After three delays, Statoil ASA must make a decision to move ahead with the Johan Castberg oil project in Norway’s Arctic next year as planned, the Norwegian government’s oil company said.
“There’s a milestone planned for next year, and we believe it’s time to make that decision,” said Grethe Moen, chief executive officer of Petoro AS, which manages the state’s direct stakes in offshore fields and is one of the owners of the Castberg oil deposits. “The project should definitely be mature for next year.”
Statoil, which is cutting spending and costs to weather a collapse in oil prices, has postponed the project in the Barents Sea three times since 2013 to make it more profitable.

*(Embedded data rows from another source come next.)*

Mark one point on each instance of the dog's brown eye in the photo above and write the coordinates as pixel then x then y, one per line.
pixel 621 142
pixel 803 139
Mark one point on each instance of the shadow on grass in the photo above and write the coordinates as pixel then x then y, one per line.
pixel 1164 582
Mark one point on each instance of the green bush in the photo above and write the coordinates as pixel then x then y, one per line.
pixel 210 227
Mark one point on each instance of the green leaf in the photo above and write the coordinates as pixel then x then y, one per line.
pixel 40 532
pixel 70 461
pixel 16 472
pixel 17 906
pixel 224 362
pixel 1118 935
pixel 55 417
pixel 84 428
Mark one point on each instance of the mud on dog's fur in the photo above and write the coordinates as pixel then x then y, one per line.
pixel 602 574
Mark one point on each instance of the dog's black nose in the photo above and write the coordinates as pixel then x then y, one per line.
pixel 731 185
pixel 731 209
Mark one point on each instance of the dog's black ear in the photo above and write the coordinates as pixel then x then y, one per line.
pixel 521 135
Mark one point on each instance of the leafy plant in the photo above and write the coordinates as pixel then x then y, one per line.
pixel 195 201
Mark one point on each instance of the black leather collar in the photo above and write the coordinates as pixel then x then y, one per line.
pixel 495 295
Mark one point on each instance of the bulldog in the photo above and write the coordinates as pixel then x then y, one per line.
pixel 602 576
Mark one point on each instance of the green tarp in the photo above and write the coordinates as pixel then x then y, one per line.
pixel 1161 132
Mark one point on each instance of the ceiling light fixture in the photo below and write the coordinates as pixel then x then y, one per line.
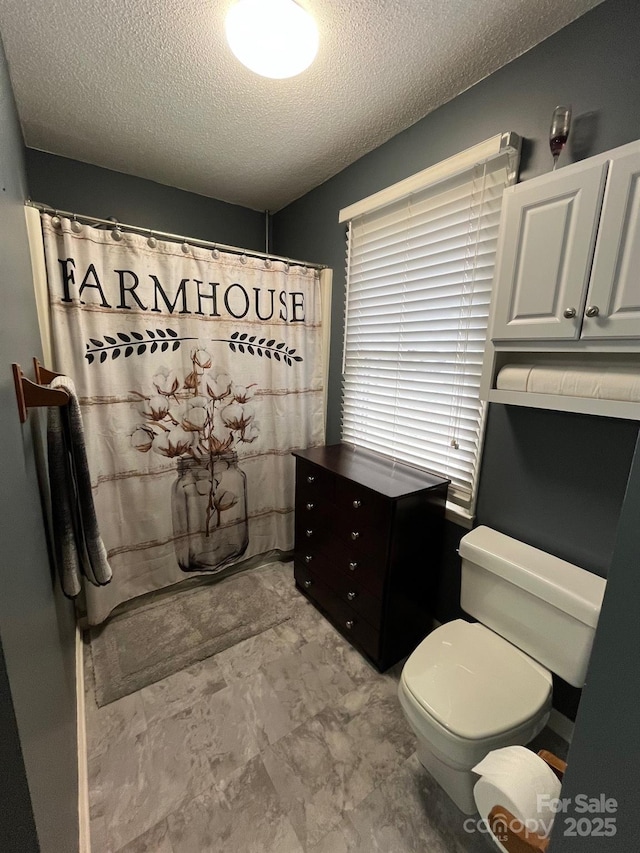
pixel 273 38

A decision on the development concept is planned for the second half of 2016 and an investment decision for 2017. The company has now managed to lower the project’s break-even price to $60 a barrel from $80 and is seeking to reduce costs even further, Chief Financial Officer Hans Jakob Hegge said last week.
The project encompasses the Skrugard and Havis finds, which hold as much as as 650 million barrels of oil and were considered breakthrough discoveries when they were made in 2011 and 2012. Yet the frontier area in the Barents Sea lacks production infrastructure such as pipelines, making it expensive to develop the deposits.
The first delay came in 2013 after Norway decided to raise taxes, leading the owners to shelve a $15 billion plan that included pipelines to shore and a new terminal at North Cape. Statoil then put it off in 2014 after a disappointing exploration campaign in the surrounding area before a third postponement in March this year following a collapse in oil prices.